Nancy Rose and Jonathan Sallet are honored for their article, “The Dichotomous Treatment of Efficiencies in Horizontal Mergers: Too Much? Too Little? Getting It Right,” 168 U. Pa. L. Rev. 1941 (2020). The article evaluates economic analyses of merger efficiencies and concludes that a substantial body of work casts doubt on their presumptive existence and magnitude. The authors argue this implies that the current standards used by federal antitrust agencies to determine whether to investigate a horizontal merger likely are too permissive and that criticisms of the high burden courts impose on merging parties to show efficiencies are misplaced.

The four winners will share a $10,700 prize and will each receive an inscribed original artwork created by Lori Milstein.

In addition, this year’s award selection committee has conferred seven category awards, as follows:

  • Best Antitrust Article of 2020 on Vertical Agreements: David Gilo and Yaron Yehezkel, “Vertical Collusion,” 51 Rand. J. of Econ. 133 (2020)
  • Best Article of 2020 on Labor Antitrust: Ioana Marinescu and Eric A. Posner, “Why Has Antitrust Law Failed Workers?” 105 Cornell L. Rev. 1343 (2020)
  • Best Antitrust Article of 2020 on Tacit Collusion: Jonathan B. Baker and Joseph Farrell, “Oligopoly Coordination, Economic Analysis, and the Prophylactic Role of Horizontal Merger Enforcement,” 168 U. Pa. L. Rev. 1985 (2020)
  • Best Article of 2020 on Antitrust History: Herbert Hovenkamp and Fiona Scott Morton, “Framing the Chicago School of Antitrust Analysis,” 168 U. Pa. L. Rev. 1843 (2020)
  • Best Article of 2020 on the Rule of Reason: Michael L. Katz and A. Douglas Melamed, “Competition Law as Common Law: American Express and the Evolution of Antitrust,” 168 U. Pa. L. Rev. 2061 (2020)
  • Best Antitrust Article of 2020 on Cartel Enforcement: Christopher R. Leslie, “The Decline and Fall of Circumstantial Evidence in Antitrust Law,” 69 Am. U. L. Rev. 1713 (2020)
  • Best Antitrust Article of 2020 on Platforms: John B. Kirkwood, “Antitrust and Two-Sided Platforms: The Failure of American Express,” 41 Cardozo L. Rev. 1805 (2020)

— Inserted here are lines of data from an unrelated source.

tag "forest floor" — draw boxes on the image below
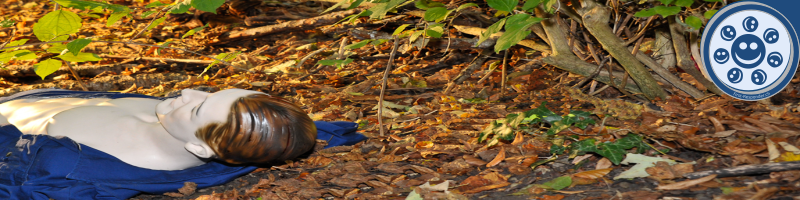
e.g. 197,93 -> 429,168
0,0 -> 800,200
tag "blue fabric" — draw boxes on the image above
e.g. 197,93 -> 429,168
0,90 -> 366,200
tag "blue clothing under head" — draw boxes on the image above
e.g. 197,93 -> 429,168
0,90 -> 366,200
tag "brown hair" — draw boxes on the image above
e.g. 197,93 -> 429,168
196,94 -> 317,164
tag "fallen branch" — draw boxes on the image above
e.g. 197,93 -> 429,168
378,36 -> 400,136
668,17 -> 724,96
683,161 -> 800,179
536,9 -> 641,93
211,8 -> 364,44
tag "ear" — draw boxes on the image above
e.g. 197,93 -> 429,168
183,142 -> 215,158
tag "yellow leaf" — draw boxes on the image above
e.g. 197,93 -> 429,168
572,168 -> 613,179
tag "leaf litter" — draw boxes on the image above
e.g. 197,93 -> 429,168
0,0 -> 800,199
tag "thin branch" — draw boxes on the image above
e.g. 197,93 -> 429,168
64,60 -> 89,91
378,36 -> 400,136
0,40 -> 233,66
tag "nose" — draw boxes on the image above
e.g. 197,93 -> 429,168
181,89 -> 209,103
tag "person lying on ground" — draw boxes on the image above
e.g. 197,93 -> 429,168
0,89 -> 366,199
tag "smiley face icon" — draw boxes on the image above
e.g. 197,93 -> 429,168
767,52 -> 783,67
742,16 -> 758,32
731,34 -> 767,69
764,28 -> 780,44
750,69 -> 767,85
714,48 -> 731,64
720,25 -> 736,41
727,68 -> 744,83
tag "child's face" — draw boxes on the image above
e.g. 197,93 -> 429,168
156,89 -> 264,142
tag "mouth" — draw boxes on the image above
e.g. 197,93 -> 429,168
735,53 -> 761,65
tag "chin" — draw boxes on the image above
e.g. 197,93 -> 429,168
156,98 -> 175,115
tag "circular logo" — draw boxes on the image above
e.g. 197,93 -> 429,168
701,1 -> 798,101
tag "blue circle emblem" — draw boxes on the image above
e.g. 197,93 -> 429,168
701,1 -> 799,101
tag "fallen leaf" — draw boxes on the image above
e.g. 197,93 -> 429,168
594,158 -> 612,169
572,168 -> 612,179
486,147 -> 506,167
656,174 -> 717,190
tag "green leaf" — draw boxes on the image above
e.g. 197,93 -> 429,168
144,1 -> 169,8
615,134 -> 650,153
33,10 -> 81,42
0,50 -> 36,65
414,0 -> 444,10
543,0 -> 558,14
181,24 -> 208,39
192,0 -> 225,14
33,59 -> 61,80
486,0 -> 519,12
424,7 -> 449,22
47,43 -> 67,54
320,0 -> 350,14
570,138 -> 597,155
475,18 -> 508,47
684,16 -> 703,30
55,0 -> 129,11
542,176 -> 572,190
106,11 -> 129,27
147,16 -> 167,31
522,0 -> 542,12
653,6 -> 681,17
561,110 -> 595,129
675,0 -> 694,7
494,14 -> 542,52
67,38 -> 92,56
392,24 -> 411,36
344,40 -> 372,49
425,24 -> 444,38
703,10 -> 717,19
367,0 -> 406,19
456,3 -> 478,12
156,40 -> 172,55
0,19 -> 17,28
197,51 -> 242,77
3,39 -> 30,51
633,8 -> 658,17
56,52 -> 103,62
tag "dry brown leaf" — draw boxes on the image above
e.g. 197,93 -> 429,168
463,155 -> 486,165
656,174 -> 717,190
594,158 -> 612,169
572,168 -> 612,179
511,132 -> 525,146
486,147 -> 506,167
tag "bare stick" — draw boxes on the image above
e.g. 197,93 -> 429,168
64,61 -> 89,91
683,161 -> 800,179
378,36 -> 400,136
500,49 -> 508,96
0,40 -> 233,67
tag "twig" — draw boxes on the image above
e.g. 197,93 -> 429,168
683,161 -> 800,179
0,40 -> 233,66
296,47 -> 328,68
500,49 -> 508,97
128,9 -> 161,42
64,61 -> 89,91
378,36 -> 400,136
214,8 -> 364,43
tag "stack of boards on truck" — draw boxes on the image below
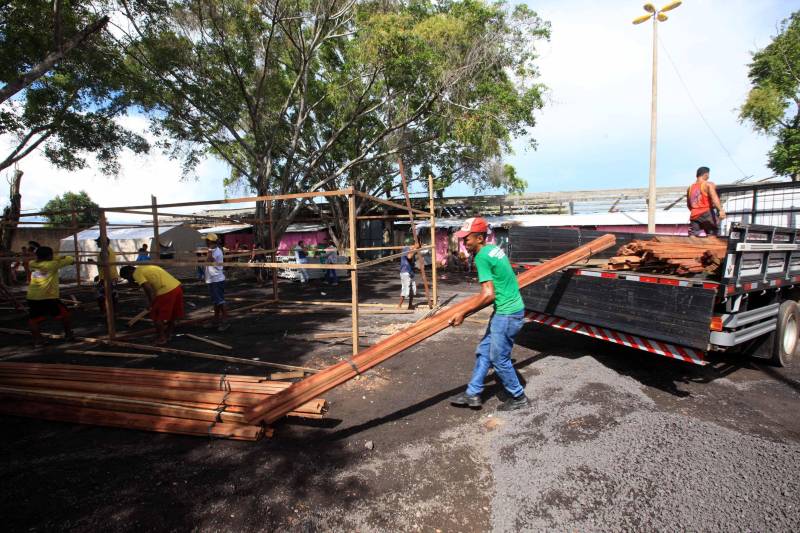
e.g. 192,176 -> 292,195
509,224 -> 800,366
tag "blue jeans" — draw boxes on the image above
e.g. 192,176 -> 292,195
467,310 -> 525,398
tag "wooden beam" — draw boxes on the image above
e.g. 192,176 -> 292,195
245,235 -> 616,424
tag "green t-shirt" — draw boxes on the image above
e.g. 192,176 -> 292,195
475,244 -> 525,315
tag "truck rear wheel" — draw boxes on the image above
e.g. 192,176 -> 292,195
772,300 -> 800,366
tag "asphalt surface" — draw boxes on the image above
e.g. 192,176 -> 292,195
0,275 -> 800,532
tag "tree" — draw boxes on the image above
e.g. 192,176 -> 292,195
739,11 -> 800,181
43,191 -> 100,228
0,0 -> 149,174
119,0 -> 549,243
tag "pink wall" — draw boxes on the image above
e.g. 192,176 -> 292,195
278,230 -> 329,255
222,233 -> 253,250
597,224 -> 689,235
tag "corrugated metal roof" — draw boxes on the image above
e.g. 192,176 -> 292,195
61,224 -> 181,241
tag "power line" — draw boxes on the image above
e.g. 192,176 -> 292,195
658,37 -> 750,181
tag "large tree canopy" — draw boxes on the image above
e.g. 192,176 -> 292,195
740,11 -> 800,181
119,0 -> 549,241
44,191 -> 100,228
0,0 -> 148,174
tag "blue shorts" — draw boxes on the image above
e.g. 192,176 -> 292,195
208,281 -> 225,305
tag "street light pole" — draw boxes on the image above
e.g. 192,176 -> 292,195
647,11 -> 658,233
633,0 -> 682,233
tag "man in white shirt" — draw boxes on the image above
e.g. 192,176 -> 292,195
205,233 -> 228,331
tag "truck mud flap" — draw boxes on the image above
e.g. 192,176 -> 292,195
525,311 -> 708,366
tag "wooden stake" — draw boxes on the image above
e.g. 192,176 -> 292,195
72,209 -> 81,287
428,174 -> 439,309
100,210 -> 117,339
150,195 -> 161,261
128,309 -> 150,327
347,194 -> 358,355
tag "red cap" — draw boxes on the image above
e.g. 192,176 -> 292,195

This year’s award selection committee consisted of Zachary Caplan, Senior Counsel at Berger Montague; Warren Grimes, Professor of Law at Southwestern Law School; John Kirkwood, Professor of Law at Seattle University School of Law; Christopher Leslie, Professor of Law at University of California, Irvine School of Law; Roger Noll, Professor Emeritus of Economics at Stanford University; Daniel H. Silverman, Partner at Cohen Milstein Sellers & Toll PLLC; and Daniel A. Small, Partner at Cohen Milstein Sellers & Toll PLLC. (Professors Kirkwood and Leslie recused themselves from deliberations relating to their own articles.)

About the Award:

The Jerry S. Cohen Memorial Fund Writing Award was created through a trust established in memory of Jerry S. Cohen, an outstanding trial lawyer and antitrust scholar. The award is administered by the law firm he founded, Cohen Milstein Sellers & Toll PLLC.

The award honors the best antitrust writing published during the prior year that is consistent with the values that animated Jerry S. Cohen’s professional life:  a genuine concern for economic justice, the dispersal of economic power, effective limitations upon economic power, and the vigorous enforcement of the antitrust laws.